Money was spent by Defense Department to clean up after external probes and internal mistakes made by contractors, personnel, hackers.
Tuesday, April 07, 2009
WASHINGTON -- The Pentagon spent more than $100 million in the last six months responding to and repairing damage from cyber attacks and other computer network problems, military leaders said Tuesday.
Air Force Gen. Kevin Chilton, who heads U.S. Strategic Command, said the military is only beginning to track the costs, which are triggered by constant daily attacks against military networks ranging from the Pentagon to bases around the country.
"The important thing is that we recognize that we are under assault from the least sophisticated -- what I would say the bored teenager -- all the way up to the sophisticated nation-state, with some pretty criminal elements sandwiched in-between," said Chilton, adding that the motivations include everything from vandalism to espionage. "This is indeed our big challenge, as we think about how to defend it."
According to Army Brig. Gen. John Davis, deputy commander for network operations, the money was spent on manpower, computer technology and contractors hired to clean up after both external probes and internal mistakes. Strategic Command is responsible for protecting and monitoring the military's information grid, as well as coordinating any offensive cyber warfare on behalf of the U.S.

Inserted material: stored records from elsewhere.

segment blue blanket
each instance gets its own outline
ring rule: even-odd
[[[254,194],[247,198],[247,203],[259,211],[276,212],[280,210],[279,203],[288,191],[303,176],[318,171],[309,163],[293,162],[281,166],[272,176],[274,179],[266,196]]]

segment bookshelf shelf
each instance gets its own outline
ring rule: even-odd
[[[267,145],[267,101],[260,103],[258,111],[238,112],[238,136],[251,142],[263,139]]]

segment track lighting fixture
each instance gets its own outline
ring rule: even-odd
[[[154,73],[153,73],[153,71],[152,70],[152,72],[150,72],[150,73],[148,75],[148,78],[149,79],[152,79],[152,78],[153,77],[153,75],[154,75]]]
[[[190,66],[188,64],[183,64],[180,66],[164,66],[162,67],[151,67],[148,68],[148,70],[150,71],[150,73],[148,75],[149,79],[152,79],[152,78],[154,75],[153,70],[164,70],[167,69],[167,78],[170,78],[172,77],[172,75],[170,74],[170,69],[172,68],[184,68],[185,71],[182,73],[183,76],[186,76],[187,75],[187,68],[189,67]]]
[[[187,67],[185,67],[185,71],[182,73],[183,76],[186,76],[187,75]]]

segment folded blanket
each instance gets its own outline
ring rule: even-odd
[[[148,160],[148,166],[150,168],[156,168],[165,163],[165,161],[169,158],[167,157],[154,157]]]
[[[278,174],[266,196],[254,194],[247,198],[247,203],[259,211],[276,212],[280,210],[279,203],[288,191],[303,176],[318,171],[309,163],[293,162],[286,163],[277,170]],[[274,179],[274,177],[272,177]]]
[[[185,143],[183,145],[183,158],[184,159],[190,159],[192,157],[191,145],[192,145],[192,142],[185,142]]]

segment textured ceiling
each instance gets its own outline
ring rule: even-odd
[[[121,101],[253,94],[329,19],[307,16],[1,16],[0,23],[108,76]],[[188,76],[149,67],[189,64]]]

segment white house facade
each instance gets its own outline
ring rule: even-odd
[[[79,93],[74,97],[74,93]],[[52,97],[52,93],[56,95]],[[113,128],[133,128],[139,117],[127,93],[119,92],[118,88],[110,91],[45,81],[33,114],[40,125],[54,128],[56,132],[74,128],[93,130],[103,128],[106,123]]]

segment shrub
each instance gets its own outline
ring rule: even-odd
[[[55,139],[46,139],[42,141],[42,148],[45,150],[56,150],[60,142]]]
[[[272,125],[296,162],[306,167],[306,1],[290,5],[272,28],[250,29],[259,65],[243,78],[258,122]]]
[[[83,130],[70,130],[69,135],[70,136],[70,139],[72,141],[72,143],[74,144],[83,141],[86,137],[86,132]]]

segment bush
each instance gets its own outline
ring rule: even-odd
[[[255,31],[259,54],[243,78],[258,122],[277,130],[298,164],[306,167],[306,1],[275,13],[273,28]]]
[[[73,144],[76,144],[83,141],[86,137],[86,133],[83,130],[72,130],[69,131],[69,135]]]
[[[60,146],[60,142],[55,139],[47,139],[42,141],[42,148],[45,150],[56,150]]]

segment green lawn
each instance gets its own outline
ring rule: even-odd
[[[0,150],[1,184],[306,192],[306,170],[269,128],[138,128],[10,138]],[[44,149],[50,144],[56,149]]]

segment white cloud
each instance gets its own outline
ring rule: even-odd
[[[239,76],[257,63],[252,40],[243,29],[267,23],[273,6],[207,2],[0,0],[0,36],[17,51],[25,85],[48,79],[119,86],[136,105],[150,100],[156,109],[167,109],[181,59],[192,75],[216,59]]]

Officials would not say how much of the $100 million cost was due to outside attacks against the system, versus viruses and other problems triggered accidentally by Defense Department employees. And they declined to reveal any details about suspected cyber attacks against the Pentagon by other countries, such as China.
Speaking to reporters from a cyberspace conference in Omaha, Neb., the military leaders said the U.S. needs to invest more money in the military's computer capabilities, rather than pouring millions into repairs.
"You can either pay me now or you can pay me later," said Davis. "It would be nice to spend that money proactively ... rather than fixing things after the fact."
Officials said that while there has been a lot of anecdotal evidence on the spending estimate, they only began tracking it last year and are still not sure they are identifying all the costs related to taking computer networks down after a problem is noticed.
The Pentagon has acknowledged that its vast computer network is scanned or probed by outsiders millions of times each day. Last year a cyber attack forced the Defense Department to take up to 1,500 computers off line. And last fall the Defense Department banned the use of external computer flash drives because of a virus threat officials detected on the Pentagon networks.
The cost updates come as the Obama administration is completing a broad government-wide review of the nation's cybersecurity.